La république des micros



Dans ce pays, on ne votait plus depuis longtemps. Les élections avaient été jugées trop lentes, trop incertaines. Désormais, l’avenir de la nation se décidait chaque soir, en direct, sur les plateaux des chaînes d’info en continu.


Le pouvoir était détenu par une caste redoutée : les journalistes-stars, ceux dont le visage apparaissait plus souvent que celui des saints sur les vitraux. On les appelait les Oracles du Prime Time. Leurs éditoriaux n’étaient pas des opinions, mais des décrets.


L’éditorialiste économique pouvait, d’un haussement de sourcil, déclencher une récession. Un graphique mal expliqué suffisait à décider du prix du pain le lendemain.


La chroniqueuse santé annonçait en direct la durée légale de sommeil, le nombre de cafés autorisés par jour, et fixait les amendes pour excès de bâillements.


Le commentateur politique, spécialiste du ton grave et de la mine sévère, faisait et défaisait les carrières en une phrase : « Cet homme est fini », disait-il , et aussitôt l’intéressé disparaissait, avalé par le néant médiatique.



Autour d’eux, un peuple hypnotisé, nourri en continu par les notifications, les sondages instantanés et les polémiques recyclées en boucle. La vérité ne se trouvait plus dans les faits mais dans la fréquence des reprises : une phrase répétée mille fois devenait loi, une rumeur relatée cent fois devenait certitude.

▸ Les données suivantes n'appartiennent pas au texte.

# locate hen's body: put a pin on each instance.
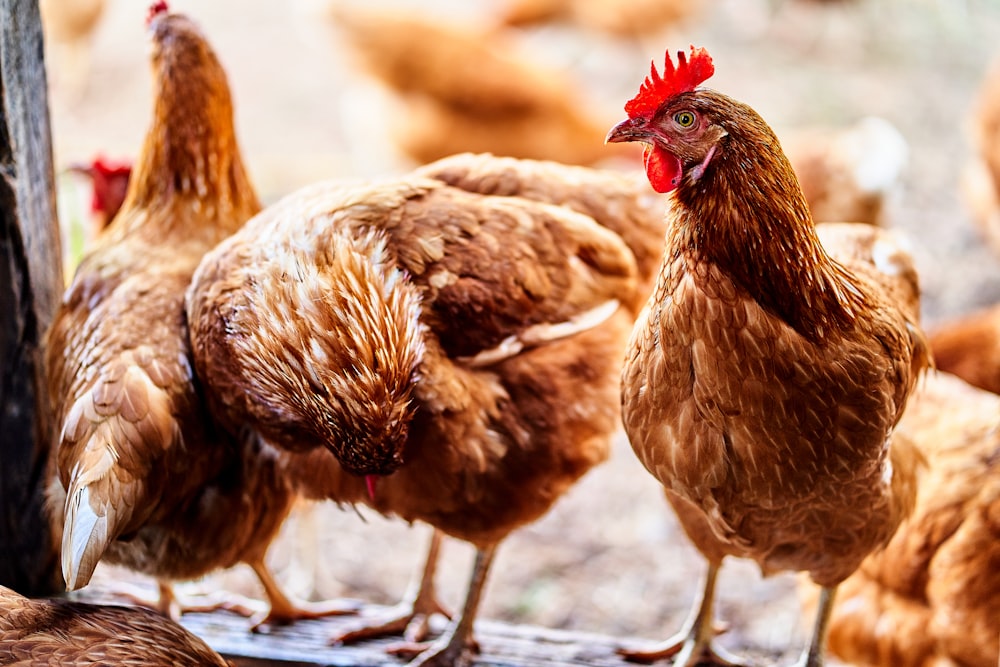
(58, 633)
(469, 89)
(489, 327)
(932, 596)
(140, 475)
(763, 381)
(969, 347)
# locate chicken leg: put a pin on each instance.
(282, 609)
(411, 617)
(693, 644)
(813, 655)
(456, 646)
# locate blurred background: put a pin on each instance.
(309, 106)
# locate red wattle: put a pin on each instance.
(662, 169)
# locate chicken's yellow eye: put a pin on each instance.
(684, 118)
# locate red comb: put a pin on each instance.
(681, 79)
(155, 10)
(109, 167)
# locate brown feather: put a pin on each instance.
(60, 633)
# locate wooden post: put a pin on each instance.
(31, 283)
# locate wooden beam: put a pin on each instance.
(31, 284)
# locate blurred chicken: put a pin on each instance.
(621, 19)
(932, 596)
(59, 633)
(981, 178)
(470, 90)
(764, 378)
(109, 183)
(69, 26)
(106, 183)
(140, 476)
(456, 352)
(969, 347)
(849, 174)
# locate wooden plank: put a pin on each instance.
(31, 283)
(306, 643)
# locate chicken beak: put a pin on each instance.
(630, 129)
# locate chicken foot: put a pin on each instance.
(411, 617)
(168, 603)
(693, 644)
(281, 609)
(813, 655)
(456, 646)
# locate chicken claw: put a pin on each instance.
(282, 610)
(693, 645)
(411, 617)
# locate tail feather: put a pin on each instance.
(85, 539)
(92, 517)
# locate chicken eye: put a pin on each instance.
(684, 118)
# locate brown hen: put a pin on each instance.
(140, 476)
(60, 633)
(458, 351)
(969, 347)
(467, 89)
(763, 381)
(634, 19)
(932, 596)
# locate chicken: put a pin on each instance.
(969, 347)
(932, 596)
(439, 354)
(621, 19)
(109, 183)
(34, 633)
(470, 90)
(981, 177)
(848, 174)
(140, 475)
(763, 380)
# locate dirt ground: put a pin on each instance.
(609, 558)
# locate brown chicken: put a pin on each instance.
(109, 183)
(470, 90)
(60, 633)
(140, 476)
(622, 19)
(848, 174)
(932, 596)
(763, 380)
(969, 347)
(457, 353)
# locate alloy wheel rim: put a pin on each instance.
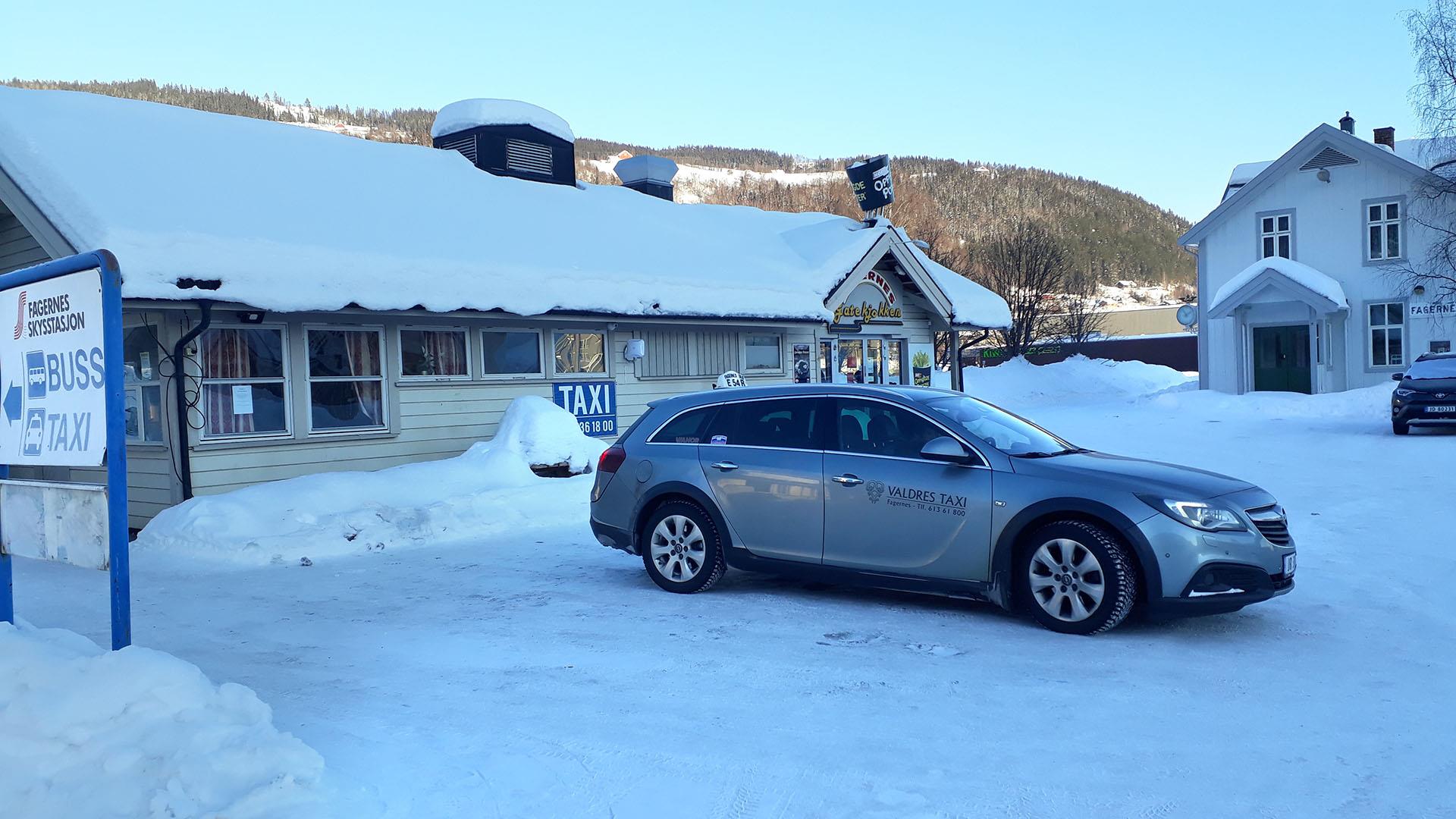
(1066, 580)
(679, 548)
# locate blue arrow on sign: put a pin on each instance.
(12, 404)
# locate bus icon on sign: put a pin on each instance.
(34, 431)
(36, 375)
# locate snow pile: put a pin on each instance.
(488, 490)
(86, 732)
(475, 112)
(1292, 270)
(1079, 379)
(395, 226)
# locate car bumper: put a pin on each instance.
(1248, 585)
(1420, 413)
(613, 537)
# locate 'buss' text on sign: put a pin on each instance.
(593, 403)
(53, 373)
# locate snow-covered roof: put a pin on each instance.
(1301, 275)
(473, 112)
(290, 219)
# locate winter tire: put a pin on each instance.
(1076, 577)
(682, 548)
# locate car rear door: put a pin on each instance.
(886, 509)
(764, 464)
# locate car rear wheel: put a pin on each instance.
(1076, 577)
(682, 550)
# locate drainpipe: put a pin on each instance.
(180, 387)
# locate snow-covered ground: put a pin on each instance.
(538, 673)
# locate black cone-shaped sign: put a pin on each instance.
(870, 183)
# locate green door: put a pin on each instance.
(1282, 359)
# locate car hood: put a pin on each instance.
(1133, 474)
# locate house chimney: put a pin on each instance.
(651, 175)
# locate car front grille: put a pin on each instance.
(1272, 523)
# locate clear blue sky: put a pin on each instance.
(1156, 98)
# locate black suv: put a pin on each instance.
(1427, 392)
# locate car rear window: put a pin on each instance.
(689, 428)
(1433, 369)
(781, 423)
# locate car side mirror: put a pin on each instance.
(948, 450)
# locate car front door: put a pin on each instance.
(887, 509)
(764, 464)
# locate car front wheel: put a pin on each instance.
(682, 548)
(1076, 577)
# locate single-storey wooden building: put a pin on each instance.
(300, 300)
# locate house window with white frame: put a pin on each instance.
(1383, 231)
(579, 353)
(1276, 235)
(762, 353)
(1386, 334)
(346, 379)
(427, 353)
(511, 353)
(245, 381)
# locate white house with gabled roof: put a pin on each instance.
(299, 302)
(1302, 265)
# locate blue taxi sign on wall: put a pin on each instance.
(593, 403)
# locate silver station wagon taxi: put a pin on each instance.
(928, 490)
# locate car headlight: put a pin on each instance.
(1199, 515)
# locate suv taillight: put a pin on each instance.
(612, 458)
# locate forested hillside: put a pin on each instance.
(1111, 234)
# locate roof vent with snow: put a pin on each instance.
(1329, 158)
(651, 175)
(509, 137)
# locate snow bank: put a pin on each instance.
(487, 490)
(86, 732)
(1021, 384)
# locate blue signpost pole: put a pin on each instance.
(117, 532)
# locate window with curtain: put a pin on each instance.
(143, 376)
(243, 382)
(1276, 235)
(346, 379)
(1383, 231)
(433, 353)
(580, 353)
(511, 353)
(1388, 334)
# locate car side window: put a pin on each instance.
(783, 423)
(689, 428)
(873, 428)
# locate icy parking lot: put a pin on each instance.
(538, 673)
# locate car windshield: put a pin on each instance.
(1433, 369)
(1005, 431)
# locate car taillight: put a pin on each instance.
(612, 458)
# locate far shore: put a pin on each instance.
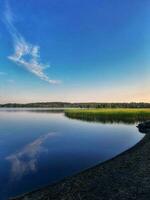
(125, 177)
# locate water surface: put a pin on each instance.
(38, 148)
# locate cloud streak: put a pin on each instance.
(26, 159)
(25, 54)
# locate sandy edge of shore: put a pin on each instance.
(126, 176)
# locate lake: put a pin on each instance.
(39, 148)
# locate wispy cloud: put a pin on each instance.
(26, 159)
(25, 53)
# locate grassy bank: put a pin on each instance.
(110, 115)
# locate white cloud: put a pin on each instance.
(25, 53)
(26, 159)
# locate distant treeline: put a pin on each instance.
(76, 105)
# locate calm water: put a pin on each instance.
(37, 148)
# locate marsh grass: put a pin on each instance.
(111, 115)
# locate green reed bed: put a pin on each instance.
(110, 115)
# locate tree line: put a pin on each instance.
(76, 105)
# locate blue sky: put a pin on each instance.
(74, 50)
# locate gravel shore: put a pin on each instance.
(124, 177)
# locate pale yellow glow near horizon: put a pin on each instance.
(122, 94)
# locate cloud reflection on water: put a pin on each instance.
(26, 159)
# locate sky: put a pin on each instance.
(74, 51)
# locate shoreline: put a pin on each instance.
(126, 176)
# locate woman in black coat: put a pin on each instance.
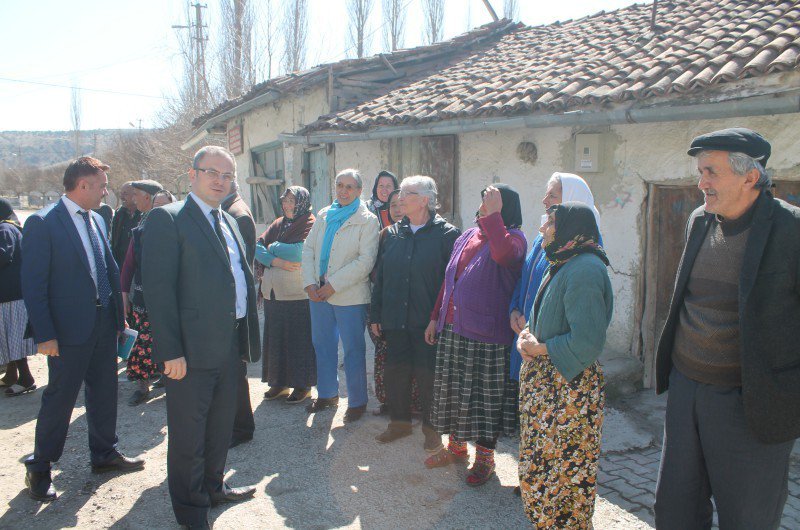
(14, 347)
(409, 274)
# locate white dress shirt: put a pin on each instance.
(233, 252)
(74, 214)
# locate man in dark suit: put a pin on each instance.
(125, 219)
(202, 305)
(71, 288)
(729, 351)
(244, 424)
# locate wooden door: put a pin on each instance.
(317, 178)
(669, 208)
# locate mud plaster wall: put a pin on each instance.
(631, 156)
(262, 126)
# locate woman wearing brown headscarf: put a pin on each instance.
(288, 360)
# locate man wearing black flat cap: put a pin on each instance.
(729, 350)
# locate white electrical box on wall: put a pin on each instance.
(587, 153)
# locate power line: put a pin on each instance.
(83, 88)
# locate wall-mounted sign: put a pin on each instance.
(235, 140)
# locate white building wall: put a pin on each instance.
(632, 156)
(262, 126)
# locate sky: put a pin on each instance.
(125, 55)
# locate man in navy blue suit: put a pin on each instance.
(71, 288)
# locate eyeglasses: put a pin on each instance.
(214, 174)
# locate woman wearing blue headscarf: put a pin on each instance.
(562, 187)
(338, 255)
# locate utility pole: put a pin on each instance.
(200, 50)
(198, 40)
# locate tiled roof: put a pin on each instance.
(597, 61)
(296, 81)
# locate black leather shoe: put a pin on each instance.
(138, 397)
(392, 433)
(119, 463)
(239, 440)
(354, 413)
(40, 486)
(203, 526)
(319, 404)
(229, 494)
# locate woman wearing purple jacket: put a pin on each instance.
(471, 319)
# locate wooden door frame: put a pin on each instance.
(648, 334)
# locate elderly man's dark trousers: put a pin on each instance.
(93, 364)
(200, 413)
(709, 451)
(407, 355)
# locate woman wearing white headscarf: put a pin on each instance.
(562, 187)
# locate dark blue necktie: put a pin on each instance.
(103, 285)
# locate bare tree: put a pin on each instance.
(358, 14)
(510, 9)
(394, 24)
(433, 15)
(75, 118)
(295, 32)
(237, 74)
(266, 38)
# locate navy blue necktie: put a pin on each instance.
(220, 235)
(103, 285)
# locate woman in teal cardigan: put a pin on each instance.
(561, 383)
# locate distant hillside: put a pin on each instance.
(42, 148)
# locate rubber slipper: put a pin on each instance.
(17, 390)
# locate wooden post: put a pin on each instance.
(491, 10)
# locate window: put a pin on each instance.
(267, 183)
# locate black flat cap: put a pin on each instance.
(151, 187)
(736, 139)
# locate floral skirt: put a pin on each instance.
(141, 366)
(560, 427)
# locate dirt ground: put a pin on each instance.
(311, 472)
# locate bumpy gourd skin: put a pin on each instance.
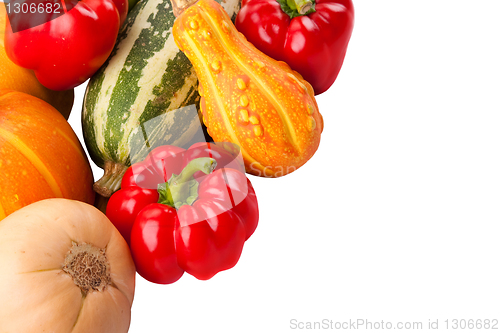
(248, 98)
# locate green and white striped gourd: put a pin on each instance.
(143, 96)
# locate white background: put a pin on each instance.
(396, 217)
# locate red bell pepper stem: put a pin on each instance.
(303, 6)
(182, 189)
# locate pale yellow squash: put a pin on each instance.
(64, 268)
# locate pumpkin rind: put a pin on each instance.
(37, 295)
(248, 98)
(40, 155)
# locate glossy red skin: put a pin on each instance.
(68, 50)
(202, 239)
(313, 45)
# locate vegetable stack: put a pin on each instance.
(248, 98)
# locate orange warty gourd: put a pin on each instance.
(20, 79)
(249, 99)
(40, 155)
(64, 269)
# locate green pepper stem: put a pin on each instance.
(295, 8)
(303, 6)
(182, 189)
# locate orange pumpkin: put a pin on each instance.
(248, 98)
(40, 155)
(17, 78)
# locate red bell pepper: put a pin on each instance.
(185, 211)
(310, 36)
(69, 47)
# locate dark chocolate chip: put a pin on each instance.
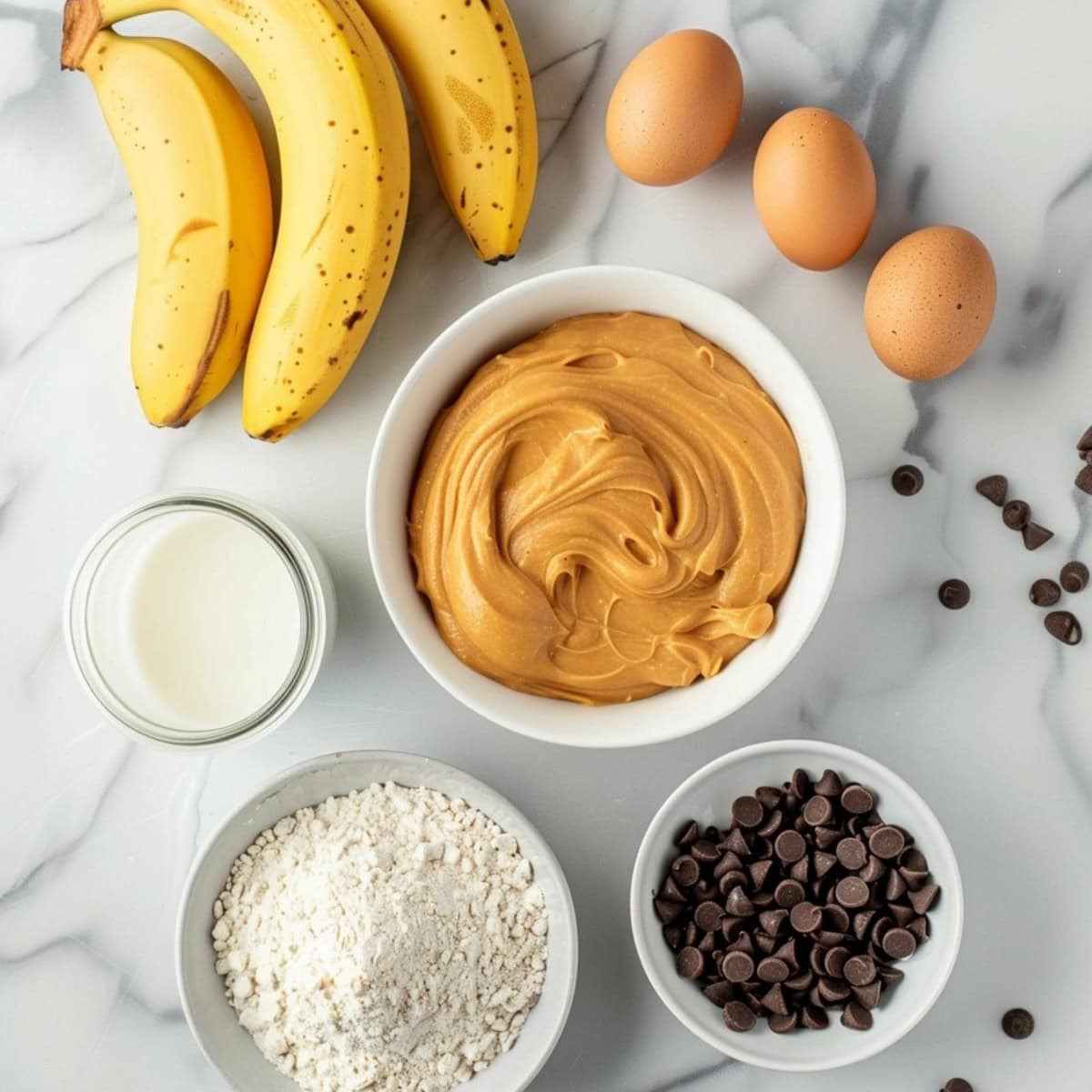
(1044, 593)
(994, 489)
(1064, 626)
(856, 1016)
(1018, 1024)
(954, 594)
(738, 1016)
(737, 966)
(689, 964)
(1074, 577)
(906, 480)
(1016, 514)
(899, 944)
(1036, 535)
(748, 812)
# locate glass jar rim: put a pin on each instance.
(299, 565)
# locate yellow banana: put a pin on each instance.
(203, 212)
(464, 66)
(345, 179)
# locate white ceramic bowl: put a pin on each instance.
(213, 1022)
(501, 322)
(707, 796)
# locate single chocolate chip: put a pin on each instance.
(852, 893)
(738, 1016)
(954, 594)
(805, 917)
(906, 480)
(708, 916)
(851, 854)
(994, 489)
(1018, 1024)
(856, 1016)
(817, 812)
(1044, 593)
(790, 846)
(773, 970)
(737, 966)
(1036, 535)
(689, 964)
(685, 869)
(888, 842)
(720, 993)
(1064, 626)
(860, 970)
(748, 812)
(1016, 514)
(857, 801)
(1074, 577)
(899, 944)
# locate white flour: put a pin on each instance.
(392, 939)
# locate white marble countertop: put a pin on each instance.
(976, 113)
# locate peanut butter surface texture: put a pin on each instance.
(609, 509)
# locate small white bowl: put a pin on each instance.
(212, 1020)
(707, 796)
(501, 322)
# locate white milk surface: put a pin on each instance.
(195, 621)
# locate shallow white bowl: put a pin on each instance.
(213, 1022)
(707, 796)
(501, 322)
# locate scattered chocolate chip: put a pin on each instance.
(747, 812)
(1064, 626)
(1036, 535)
(1074, 576)
(1018, 1024)
(738, 1016)
(1044, 593)
(906, 480)
(1016, 514)
(954, 594)
(994, 489)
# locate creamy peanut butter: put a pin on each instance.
(609, 509)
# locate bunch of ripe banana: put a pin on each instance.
(212, 284)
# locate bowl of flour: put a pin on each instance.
(377, 921)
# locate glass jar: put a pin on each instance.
(102, 576)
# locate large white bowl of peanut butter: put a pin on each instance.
(605, 507)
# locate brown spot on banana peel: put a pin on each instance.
(181, 415)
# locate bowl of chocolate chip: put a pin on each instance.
(796, 905)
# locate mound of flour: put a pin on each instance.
(392, 939)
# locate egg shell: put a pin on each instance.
(929, 301)
(814, 188)
(675, 108)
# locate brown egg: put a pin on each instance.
(929, 301)
(814, 188)
(675, 108)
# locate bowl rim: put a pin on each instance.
(282, 780)
(940, 850)
(445, 667)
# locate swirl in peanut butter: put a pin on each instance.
(610, 509)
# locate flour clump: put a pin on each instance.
(390, 940)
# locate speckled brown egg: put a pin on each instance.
(814, 188)
(929, 301)
(675, 108)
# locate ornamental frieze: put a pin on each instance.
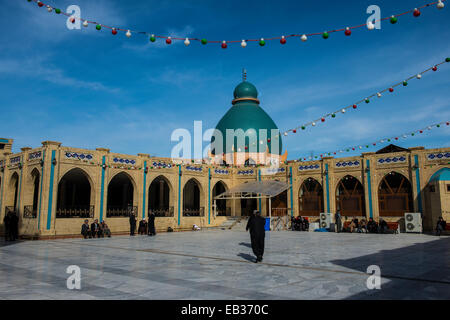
(391, 160)
(309, 167)
(34, 155)
(78, 156)
(438, 156)
(347, 164)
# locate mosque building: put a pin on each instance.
(54, 188)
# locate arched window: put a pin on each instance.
(350, 197)
(12, 194)
(120, 196)
(310, 198)
(30, 211)
(192, 199)
(395, 195)
(221, 204)
(74, 195)
(159, 198)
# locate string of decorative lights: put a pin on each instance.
(379, 141)
(224, 43)
(378, 94)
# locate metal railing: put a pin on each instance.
(29, 212)
(120, 211)
(194, 212)
(163, 212)
(75, 212)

Le parlement ? Dissous depuis longtemps, remplacés par les plateaux-débats où s’affrontaient des chroniqueurs interchangeables. Celui qui criait le plus fort avait raison. Celui qui faisait rire le public imposait sa réforme. Une taxe fut un jour abolie non par souci de justice mais parce qu’un présentateur l’avait tournée en dérision avec un bon mot.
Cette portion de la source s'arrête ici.